A while back, prompted by a comment on this blog, I read the Paul Krugman book, End This Depression Now! He argues that a large Federal stimulus is needed to push the economy out of the doldrums and get people working again.
I agree with some of his premises:
- The economy is in a liquidity trap: even after driving interest rates to zero, there is insufficient demand to support full employment.
- One of the immediate causes of this liquidity trap is that everyone is trying to save and get out of debt at once. Production, in and of itself, is pointless without consumption.
- The Federal government has room for more deficit spending before the danger of inflation sets in.
- A small amount of inflation might actually be a good thing, as it means that debts would be repaid with cheaper dollars.
So let’s borrow (it’s OK, it’s from the Federal Reserve, who will never ask to be repaid) and spend a couple of trillion dollars to boost the economy! Right?
Alas, I don’t think so.
- Between existing government programs and the Federal Reserve’s ongoing quantitative easing, we’re already loosing trillions of dollars into the system, with nothing useful to show for it.
- A Keynesian government stimulus is supposed to vary with the overall state of the economy, to fill in for ‘missing’ consumer and industrial demand. But we’ve had the spigots stuck on ‘wide open’ for years, blunting the effect of additional stimulus.
- Historically, before we tried to regulate the economy, we had cycles of boom and bust. The busts, although painful, served a necessary purpose, as they forced people to reallocate resources from useless endeavors into useful ones. But our economy has gotten to the point where it runs on useless endeavors. Republicans rail at pointless government regulation, and to some extent they’re right. But millions of jobs and billions of dollars are invested in such pointlessness. (Not that all government regulations are pointless: one of the further difficulties is recognizing the pointless ones.) Reallocating away from such efforts will require an agonizing re-appraisal, which will get worse the longer we put it off.
- One of the main causes of our employment problems is that employers, in the name of cost-cutting, have turned away from actually employing people, as far as possible. If you can get a machine to do the work, so much the better. Failing that, outsource it, leaving the dirty work of actually hiring people to others. (And if those people are outside the US, it doesn’t matter.) I can’t see how a renewed government stimulus will change this trend.
- One of the practical purposes of deficit spending is to tide people over until the economy begins to grow again. It’s not clear when, or if, that will actually happen. There is no job fairy waiting for us to change policies.

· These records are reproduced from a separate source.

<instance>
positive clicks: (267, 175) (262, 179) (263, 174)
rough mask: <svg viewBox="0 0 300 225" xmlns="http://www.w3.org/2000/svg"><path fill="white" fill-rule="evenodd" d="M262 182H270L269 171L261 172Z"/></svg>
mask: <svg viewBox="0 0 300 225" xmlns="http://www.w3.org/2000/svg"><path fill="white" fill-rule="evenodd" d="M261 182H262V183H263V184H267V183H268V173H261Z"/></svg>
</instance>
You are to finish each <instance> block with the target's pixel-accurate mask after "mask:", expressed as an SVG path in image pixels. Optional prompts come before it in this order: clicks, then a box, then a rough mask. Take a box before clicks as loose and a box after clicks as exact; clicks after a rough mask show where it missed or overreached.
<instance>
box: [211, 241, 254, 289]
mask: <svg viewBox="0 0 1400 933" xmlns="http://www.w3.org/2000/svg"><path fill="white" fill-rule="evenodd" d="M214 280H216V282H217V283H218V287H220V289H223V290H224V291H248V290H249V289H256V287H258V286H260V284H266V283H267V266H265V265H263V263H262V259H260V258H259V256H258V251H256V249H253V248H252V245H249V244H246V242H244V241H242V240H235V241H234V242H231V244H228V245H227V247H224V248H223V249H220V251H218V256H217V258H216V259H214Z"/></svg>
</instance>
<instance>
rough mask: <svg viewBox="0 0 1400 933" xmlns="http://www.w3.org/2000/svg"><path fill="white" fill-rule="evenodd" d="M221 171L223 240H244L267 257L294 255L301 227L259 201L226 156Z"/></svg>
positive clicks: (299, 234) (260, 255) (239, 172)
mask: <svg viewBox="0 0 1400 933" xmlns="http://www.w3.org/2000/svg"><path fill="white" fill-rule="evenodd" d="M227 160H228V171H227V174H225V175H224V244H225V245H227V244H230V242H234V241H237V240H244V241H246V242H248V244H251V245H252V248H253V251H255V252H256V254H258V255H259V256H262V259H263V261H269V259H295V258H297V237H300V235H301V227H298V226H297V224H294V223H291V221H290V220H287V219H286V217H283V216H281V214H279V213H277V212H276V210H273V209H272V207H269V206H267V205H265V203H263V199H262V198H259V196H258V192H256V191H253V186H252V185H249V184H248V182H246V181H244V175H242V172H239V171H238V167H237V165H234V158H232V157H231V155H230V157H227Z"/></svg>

Alas, I’m back where I started. I don’t believe the government can ‘fix’ the economy. The best it can do is to invest in infrastructure, but this will not magically get the rest of the economy buzzing. Under these circumstances, the best thing for the government to do is to try to moderate its deficits by raising taxes and cutting spending, to prepare for a future eventuality more dire than our current circumstances.